My question: do any EEs here actually use Calc III to do their work?
I have no idea what it means. The US seems to have split a range of calculus related topics into nationally standardised chunks with associated numbers. If you haven't studied in the US the terms are meaningless. Perhaps there a list of topics, and an idea of how deeply they treat them, in each chunk available on the web somewhere.
Having just finished my course, I can give you a decent idea of what was covered. Started out with vectors, doing dot products and cross products, so we could learn about planes and normal vectors... From there we got into partial derivatives and got introduced to gradients, and them we moved into double and triple integrals. Once we had that under our belt we started dealing with vector calculus, which seems really relevant to an EE. We used this theorem called the Fundamental Theorem of Line Integrals, basically it boils down to the difference between two points in a conservative vector field is the difference between f(b) - f(a). Almost like measuring the potential difference between two points in an electric field. Of course we didn't get into theory there, just the math, I kind of put two and two together... We finished with Divergence Theorem, Stokes' Theorem, and Green's Theorem.

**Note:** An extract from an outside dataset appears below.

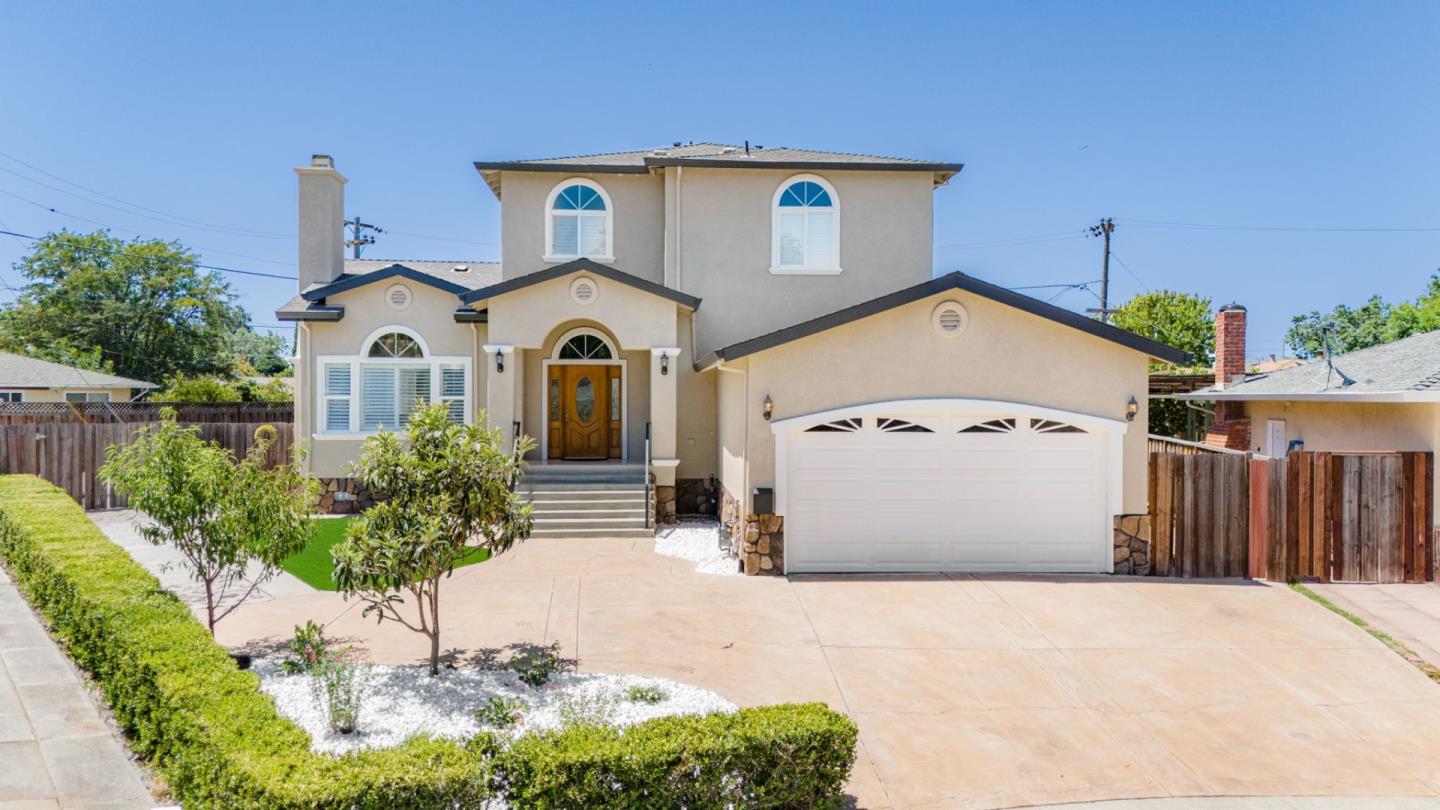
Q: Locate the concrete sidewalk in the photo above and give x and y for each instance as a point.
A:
(1409, 613)
(55, 748)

Next semester is nothing to do with being an EE, and I am moving to 2 classes instead of 3. I'll probably be able to do more online learning this way, but 3 in person classes along with a fulltime job and a side business was stretching me quite thin. Especially since I was relearning calc I & II while taking calc III. I think the semester after that I will be taking Physics II and finally starting on EE courses with a Circuits class.
I am happy I am going back to school though, I struggled with the decision for a while, but it has been a good experience.